The Ministry of Social Development said the condition varied in severity and New Zealanders affected spent anywhere from a couple of months to more than two years on the sickness benefit.
The introduction of Future Focus reforms placed emphasis on getting people back to work.
"The changes refocus our attention to what clients receiving a sickness benefit can do, rather than what they can't do," said Work and Income deputy chief executive Janet Grossman.
"We believe that paid work is the best route to independence and wellbeing for most people because it increases self-esteem, provides financial independence and gives our children positive role models."
After a year, case managers carried out a work assessment similar to that done for long-term unemployed people. A patient would then be referred to a designated doctor for a second opinion.
Clinical psychologist Stephanie Allison said more was needed at the primary level to reduce the number of depressed people unable to work.
"The problem with anxiety and depression is that if they are not well treated they become chronic and incredibly debilitating," Allison said. "People can often get over a medical condition quite quickly but with anxiety and depression it is not so easy. It is not surprising people end up on a benefit because of these conditions, and the tragedy is, they are so treatable."
Allison said changes that enabled general practitioners, as well as mental health services, to refer patients in the early stages of depression and anxiety to psychologists was a huge step in the right direction.
Patients who showed signs of depression and anxiety were able to have four sessions with a psychologist.
"It's a great start but it's not quite enough," Allison said.
"To get anywhere in just four sessions is a big ask but it is surprising what you can achieve in four one-hour sessions."
Routine aids path to recovery
Not too long ago Veronica Linfoot couldn't get out of bed, let alone work. Suffering from major depression after a mental breakdown at 16, she spent three years on an invalid's benefit.

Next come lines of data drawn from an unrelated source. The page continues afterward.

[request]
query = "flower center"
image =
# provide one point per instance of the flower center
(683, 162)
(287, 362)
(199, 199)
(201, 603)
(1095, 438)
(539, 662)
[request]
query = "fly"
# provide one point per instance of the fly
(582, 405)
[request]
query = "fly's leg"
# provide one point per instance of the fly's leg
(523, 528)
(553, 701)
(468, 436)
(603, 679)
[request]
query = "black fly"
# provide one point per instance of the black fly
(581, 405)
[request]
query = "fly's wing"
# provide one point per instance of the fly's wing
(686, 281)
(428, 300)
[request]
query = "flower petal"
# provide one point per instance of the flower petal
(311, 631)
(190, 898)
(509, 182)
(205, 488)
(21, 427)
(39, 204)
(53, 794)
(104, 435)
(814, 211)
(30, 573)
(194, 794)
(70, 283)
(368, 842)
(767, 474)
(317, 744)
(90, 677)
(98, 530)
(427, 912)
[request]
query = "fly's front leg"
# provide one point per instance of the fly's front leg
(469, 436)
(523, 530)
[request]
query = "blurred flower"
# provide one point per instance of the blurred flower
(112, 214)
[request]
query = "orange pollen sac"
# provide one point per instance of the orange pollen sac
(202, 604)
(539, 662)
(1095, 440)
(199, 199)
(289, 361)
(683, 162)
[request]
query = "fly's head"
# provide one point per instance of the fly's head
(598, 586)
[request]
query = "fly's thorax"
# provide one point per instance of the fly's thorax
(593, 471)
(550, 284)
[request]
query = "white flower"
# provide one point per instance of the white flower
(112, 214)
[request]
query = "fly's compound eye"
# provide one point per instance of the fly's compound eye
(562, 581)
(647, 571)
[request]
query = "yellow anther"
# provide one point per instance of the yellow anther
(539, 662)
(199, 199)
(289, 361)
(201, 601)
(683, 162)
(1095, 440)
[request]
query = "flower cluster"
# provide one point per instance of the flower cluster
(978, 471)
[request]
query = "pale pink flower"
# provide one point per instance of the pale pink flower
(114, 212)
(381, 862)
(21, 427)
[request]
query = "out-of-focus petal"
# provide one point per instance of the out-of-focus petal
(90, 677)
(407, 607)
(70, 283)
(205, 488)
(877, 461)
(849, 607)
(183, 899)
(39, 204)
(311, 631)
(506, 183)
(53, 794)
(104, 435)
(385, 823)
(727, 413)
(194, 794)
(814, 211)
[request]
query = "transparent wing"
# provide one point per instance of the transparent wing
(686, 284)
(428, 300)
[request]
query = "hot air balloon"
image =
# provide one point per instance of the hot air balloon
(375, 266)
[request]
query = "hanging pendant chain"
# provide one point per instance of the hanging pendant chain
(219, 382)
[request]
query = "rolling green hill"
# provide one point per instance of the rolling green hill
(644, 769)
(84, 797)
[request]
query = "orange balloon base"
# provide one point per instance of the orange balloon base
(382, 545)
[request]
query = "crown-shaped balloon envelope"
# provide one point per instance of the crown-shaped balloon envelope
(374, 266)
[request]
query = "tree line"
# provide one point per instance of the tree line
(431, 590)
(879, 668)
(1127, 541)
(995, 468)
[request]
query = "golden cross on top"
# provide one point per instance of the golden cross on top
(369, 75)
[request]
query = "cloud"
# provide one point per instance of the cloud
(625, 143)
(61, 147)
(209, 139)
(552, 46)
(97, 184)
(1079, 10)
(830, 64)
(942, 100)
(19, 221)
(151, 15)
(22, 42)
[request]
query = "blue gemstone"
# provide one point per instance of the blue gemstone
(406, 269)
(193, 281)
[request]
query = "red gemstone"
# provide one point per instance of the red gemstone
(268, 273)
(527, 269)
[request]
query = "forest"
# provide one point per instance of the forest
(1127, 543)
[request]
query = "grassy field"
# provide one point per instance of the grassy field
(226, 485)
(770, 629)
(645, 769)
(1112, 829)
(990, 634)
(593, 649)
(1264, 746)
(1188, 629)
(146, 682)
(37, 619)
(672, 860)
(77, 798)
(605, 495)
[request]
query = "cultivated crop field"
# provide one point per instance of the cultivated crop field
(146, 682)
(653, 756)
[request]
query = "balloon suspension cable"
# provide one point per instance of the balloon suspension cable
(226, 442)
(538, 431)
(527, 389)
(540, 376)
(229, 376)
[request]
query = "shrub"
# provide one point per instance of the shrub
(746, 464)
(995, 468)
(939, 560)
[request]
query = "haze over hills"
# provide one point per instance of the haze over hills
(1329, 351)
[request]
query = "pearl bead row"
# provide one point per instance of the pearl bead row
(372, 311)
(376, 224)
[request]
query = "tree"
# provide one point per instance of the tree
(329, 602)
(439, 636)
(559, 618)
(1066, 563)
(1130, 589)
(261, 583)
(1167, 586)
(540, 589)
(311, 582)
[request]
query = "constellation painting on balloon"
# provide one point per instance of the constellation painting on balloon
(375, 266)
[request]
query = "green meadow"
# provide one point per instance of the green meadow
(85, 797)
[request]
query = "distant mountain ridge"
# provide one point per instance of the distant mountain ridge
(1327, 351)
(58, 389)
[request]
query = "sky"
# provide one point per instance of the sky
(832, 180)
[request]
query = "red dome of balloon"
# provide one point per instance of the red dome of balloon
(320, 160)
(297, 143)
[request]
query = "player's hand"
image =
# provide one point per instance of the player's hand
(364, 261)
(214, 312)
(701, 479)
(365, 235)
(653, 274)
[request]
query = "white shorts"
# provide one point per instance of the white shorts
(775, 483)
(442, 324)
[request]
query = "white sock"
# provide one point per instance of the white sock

"I couldn't even get out of bed to go to the toilet - you just can't function really."
Childhood trauma and unresolved issues led Linfoot into a depressive episode and she was in hospital for four months.
"I would alternate between sleeping forever or being awake forever. I couldn't get up, wash my sheets, or have a shower. It's hard to remember how bad it was."
Linfoot said there was no quick fix for her depression. Time on an invalid's benefit, which is more long-term than the sickness benefit, gave her time to get well. "The financial support was important and I was also assisted in getting into study so I could get into the workforce."
Linfoot now works fulltime and is in control of her life. She has just finished a job at the Heart Foundation and is temping while looking for another fulltime role.
Getting back to work was the key. "Keeping a routine and keeping in life is the most important thing." Linfoot said more needed to be done to help sufferers when they were ready to re-enter the workforce. "There needs to be help and coaching with CV and interview preparation but with a mental health focus. At the moment, there is no help like that available."